休日読物 死んで逝った無名の友人たちの物語 第四話 準公務員だった男編

D君ははたから見ると幸せな人生に見えが、突然謎の死を遂げた。

死んで逝った無名の友人たちの物語 第三話までの3人は大学に行かず、中卒、高卒で働き始めた友人だった。
地元に居たので定期的に飲み会をやっていたグループだった。

これから語る3人の友人は大学受験を前提にした普通高校に進み大学を出てから人生をスタートした。

僕の町には高校がなかった。それで山陰線の汽車に乗って進学校に通った。田舎の汽車は1時間に一本しか走らない。
よって朝と夕方は同じ顔触れで4人掛けの同じ席で通学する。
高校別にどの車両に乗るか、だいたい決まっていた。
これから語るのは同じ汽車の同じボックス席で通学した同じ進学校の友人3人の人生でございます。

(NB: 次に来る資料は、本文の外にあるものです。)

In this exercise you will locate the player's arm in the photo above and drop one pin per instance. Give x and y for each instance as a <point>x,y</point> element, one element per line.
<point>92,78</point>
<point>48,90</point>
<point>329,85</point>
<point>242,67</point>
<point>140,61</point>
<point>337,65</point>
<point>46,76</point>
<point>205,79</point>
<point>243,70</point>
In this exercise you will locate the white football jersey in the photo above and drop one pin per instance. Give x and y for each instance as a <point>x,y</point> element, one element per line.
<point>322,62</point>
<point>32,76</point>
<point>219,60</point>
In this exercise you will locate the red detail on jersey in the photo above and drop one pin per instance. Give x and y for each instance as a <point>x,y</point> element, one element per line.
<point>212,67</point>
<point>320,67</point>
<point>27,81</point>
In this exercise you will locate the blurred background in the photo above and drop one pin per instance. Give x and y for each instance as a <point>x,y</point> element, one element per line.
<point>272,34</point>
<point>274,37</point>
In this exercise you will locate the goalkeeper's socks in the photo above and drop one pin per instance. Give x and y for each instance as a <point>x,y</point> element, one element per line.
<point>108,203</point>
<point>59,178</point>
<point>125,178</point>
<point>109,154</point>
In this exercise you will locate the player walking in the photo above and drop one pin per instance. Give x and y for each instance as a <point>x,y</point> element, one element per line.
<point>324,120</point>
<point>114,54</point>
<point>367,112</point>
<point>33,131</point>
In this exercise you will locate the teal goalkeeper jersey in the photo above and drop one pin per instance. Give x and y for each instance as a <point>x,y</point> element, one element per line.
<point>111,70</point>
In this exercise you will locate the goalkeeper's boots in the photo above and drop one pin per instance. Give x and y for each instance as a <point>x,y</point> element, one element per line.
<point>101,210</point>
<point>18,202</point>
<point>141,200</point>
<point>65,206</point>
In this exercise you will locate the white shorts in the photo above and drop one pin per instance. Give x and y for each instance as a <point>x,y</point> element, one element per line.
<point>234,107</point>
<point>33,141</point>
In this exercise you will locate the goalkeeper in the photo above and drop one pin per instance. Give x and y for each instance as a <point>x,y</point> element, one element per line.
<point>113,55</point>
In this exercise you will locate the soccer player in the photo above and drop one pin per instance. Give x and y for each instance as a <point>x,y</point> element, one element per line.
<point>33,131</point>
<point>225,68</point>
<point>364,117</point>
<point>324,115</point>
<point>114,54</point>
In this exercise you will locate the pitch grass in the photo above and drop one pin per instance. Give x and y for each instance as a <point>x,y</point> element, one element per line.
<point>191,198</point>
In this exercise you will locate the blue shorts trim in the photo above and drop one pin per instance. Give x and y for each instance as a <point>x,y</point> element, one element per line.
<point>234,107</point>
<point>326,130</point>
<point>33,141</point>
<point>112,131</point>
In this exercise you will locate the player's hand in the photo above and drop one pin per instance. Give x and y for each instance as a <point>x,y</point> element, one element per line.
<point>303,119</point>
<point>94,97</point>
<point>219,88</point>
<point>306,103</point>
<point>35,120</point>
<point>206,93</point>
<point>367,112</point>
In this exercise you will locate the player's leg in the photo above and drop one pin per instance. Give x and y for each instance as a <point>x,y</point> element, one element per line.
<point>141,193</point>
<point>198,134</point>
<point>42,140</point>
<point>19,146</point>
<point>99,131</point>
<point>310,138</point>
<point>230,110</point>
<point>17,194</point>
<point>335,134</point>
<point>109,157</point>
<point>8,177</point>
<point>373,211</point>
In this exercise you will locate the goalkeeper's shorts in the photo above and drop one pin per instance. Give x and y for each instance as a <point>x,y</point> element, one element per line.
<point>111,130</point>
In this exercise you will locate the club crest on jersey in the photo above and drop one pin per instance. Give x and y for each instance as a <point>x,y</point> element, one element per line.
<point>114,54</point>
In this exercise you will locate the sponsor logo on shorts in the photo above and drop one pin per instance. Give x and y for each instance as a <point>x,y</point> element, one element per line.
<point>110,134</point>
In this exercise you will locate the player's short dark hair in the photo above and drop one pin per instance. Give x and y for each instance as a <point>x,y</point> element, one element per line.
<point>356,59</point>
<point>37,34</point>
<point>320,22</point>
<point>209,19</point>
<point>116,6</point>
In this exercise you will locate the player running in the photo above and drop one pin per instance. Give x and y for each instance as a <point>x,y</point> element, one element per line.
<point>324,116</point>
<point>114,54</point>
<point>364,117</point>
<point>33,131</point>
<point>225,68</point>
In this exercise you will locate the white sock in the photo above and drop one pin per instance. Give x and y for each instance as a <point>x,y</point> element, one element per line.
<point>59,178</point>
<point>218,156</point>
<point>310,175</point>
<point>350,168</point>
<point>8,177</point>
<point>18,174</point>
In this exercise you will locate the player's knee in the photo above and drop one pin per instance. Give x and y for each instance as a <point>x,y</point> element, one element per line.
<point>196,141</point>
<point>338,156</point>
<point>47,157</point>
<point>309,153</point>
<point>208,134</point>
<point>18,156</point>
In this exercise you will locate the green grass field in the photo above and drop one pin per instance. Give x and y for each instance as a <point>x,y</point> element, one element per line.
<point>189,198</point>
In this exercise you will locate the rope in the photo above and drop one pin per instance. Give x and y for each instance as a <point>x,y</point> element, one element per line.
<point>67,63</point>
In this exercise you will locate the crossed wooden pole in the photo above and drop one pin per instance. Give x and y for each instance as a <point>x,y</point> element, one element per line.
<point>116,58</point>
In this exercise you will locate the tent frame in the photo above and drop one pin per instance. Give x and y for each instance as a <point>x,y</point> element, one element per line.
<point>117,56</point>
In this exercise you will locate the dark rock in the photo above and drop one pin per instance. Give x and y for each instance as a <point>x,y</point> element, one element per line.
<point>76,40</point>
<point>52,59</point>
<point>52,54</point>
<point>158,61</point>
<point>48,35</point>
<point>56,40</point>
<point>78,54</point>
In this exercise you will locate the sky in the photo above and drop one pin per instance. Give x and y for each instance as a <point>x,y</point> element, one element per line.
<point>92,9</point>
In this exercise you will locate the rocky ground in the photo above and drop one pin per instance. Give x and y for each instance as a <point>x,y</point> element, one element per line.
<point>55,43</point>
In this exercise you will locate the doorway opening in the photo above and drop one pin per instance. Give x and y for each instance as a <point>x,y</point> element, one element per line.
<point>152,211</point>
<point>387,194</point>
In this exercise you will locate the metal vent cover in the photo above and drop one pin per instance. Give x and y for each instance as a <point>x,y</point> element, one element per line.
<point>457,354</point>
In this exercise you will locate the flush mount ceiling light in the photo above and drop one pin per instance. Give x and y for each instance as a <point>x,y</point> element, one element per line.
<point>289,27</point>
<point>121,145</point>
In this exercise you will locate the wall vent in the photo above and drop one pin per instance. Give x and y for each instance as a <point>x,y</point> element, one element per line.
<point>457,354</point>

4人仲良く通学していたが、その中のリーダー格がD君だった。
両親もしっかりした人で、国鉄に勤めておられて家計は安定していた。
D君の家に集まってトランプゲームなどをやっていた。
それぞれが大学に行って全国に散らばったあとも夏休みや正月に帰省したとき、D君の家に集まって酒盛りをしていた。
母親は息子の友人が来ることを大歓迎して接待してくれた。

このメンバーで高校生のとき列車に乗って九州一周旅行をやった。
D君は国鉄職員の家族なので汽車賃がタダだったわな。

汽車通学で同じ4人掛けボックスで通学した仲良し4人組は大学を出たあと、3人は東京の民間会社に就職した。
D君だけは田舎に戻ってきてお役所の外郭団体に就職した。
僕が東京の会社を辞めて田舎に戻ってきてから、D君とまた付き合い始めた。僕は明日知れぬ自営業で生きていた。
彼は定期的に給料が入る準公務員の身分だった。

あ~あ、田舎に帰郷することになるのなら、東京の民間会社に勤めるのではなく、僕も最初から島根県庁とかお役所の外郭団体に就職しておればよかったな・・・と思うこともありました。
自営業は流通社会が激しく変化していって、殆どの商家が没落していったからでございます。

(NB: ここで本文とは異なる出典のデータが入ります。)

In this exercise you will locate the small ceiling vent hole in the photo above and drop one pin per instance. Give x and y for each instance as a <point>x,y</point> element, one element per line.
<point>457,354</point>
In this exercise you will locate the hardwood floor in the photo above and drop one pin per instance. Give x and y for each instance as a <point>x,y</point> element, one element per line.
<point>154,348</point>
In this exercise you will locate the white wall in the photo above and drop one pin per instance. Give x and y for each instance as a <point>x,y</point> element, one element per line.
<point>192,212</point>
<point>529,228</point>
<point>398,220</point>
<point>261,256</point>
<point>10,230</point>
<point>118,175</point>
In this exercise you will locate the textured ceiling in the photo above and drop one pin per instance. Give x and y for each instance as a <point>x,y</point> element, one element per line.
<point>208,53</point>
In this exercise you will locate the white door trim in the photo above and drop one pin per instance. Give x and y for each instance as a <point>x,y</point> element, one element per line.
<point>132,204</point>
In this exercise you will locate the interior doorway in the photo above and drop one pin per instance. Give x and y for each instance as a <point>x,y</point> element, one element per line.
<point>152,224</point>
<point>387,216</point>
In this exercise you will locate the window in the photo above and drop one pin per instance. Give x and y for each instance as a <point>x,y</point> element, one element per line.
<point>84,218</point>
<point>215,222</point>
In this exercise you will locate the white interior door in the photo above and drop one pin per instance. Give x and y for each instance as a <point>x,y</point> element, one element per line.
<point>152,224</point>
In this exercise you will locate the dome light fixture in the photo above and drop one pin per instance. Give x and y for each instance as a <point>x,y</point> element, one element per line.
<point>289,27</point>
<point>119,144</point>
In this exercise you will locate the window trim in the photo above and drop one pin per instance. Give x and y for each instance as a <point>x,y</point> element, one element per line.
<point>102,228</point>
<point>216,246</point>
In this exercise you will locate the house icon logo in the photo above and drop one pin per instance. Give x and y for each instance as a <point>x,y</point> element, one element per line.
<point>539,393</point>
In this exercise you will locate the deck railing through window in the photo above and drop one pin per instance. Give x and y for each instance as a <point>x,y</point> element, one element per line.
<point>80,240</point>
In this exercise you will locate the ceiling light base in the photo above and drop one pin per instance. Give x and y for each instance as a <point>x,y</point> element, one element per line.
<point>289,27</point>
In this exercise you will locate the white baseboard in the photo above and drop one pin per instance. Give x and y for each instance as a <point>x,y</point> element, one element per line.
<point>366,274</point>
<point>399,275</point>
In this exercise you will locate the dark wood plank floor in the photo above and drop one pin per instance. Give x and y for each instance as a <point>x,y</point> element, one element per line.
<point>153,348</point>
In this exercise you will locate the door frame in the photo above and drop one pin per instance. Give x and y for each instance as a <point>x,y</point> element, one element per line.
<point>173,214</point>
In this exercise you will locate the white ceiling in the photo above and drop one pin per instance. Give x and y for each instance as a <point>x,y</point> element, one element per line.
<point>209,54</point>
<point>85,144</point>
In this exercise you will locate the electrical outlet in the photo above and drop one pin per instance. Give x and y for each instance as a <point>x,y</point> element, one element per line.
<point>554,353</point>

30歳代初めの頃のことです。D君が小売店をやっていた僕に会いに来た。小さな子供をベビーカーに乗せてやってきた。

「準公務員は生活が保障されていて気楽なものだな」

と僕は思いました。少しだけ話して、忙しかったので

「またあとでゆっくり話そうぜ!今、俺は用事があるんだよ」

と彼に帰ってもらいました。彼はそうかい、とさみしそうに笑って帰って行きました。

その翌日だったと思いますが、D君が死んだと連絡がありました。
なんでやねん? 会ったばかりなのに・・・

D君は山の中の人もあまり通らぬ道路のわきに車を停め、排ガスをホースで車内に充満させて死んでいたのです。彼は死ぬ前に僕に最後の別れの挨拶にきたのでした。

僕は愕然として血の気が引きました。
あのとき、ちゃんと話相手になっていればD君は元気になって死を選ばなかったかもしれない、
僕は自責の念にかられて、3か月間くらい鬱になりました。

あとで皆が噂していたのは、D君は職場のトラブルで悩んだ末に、自ら死を選んだようです。

死ぬほどつらいトラブルがあるのなら、退職して別の場所で生きればいいのに。
自営業で自由に生きているから、そういう発想になれるが公務員的な世界にいるとこの場所以外に生きる場所がないと思いつめるのかもしれません。

安定していて楽(らく)そうに見える職場に就職したD君が僕の親友たちの中で一番早くあの世に旅立ちました。D君は70歳の坂どころか、40歳の坂も越えられませんでした。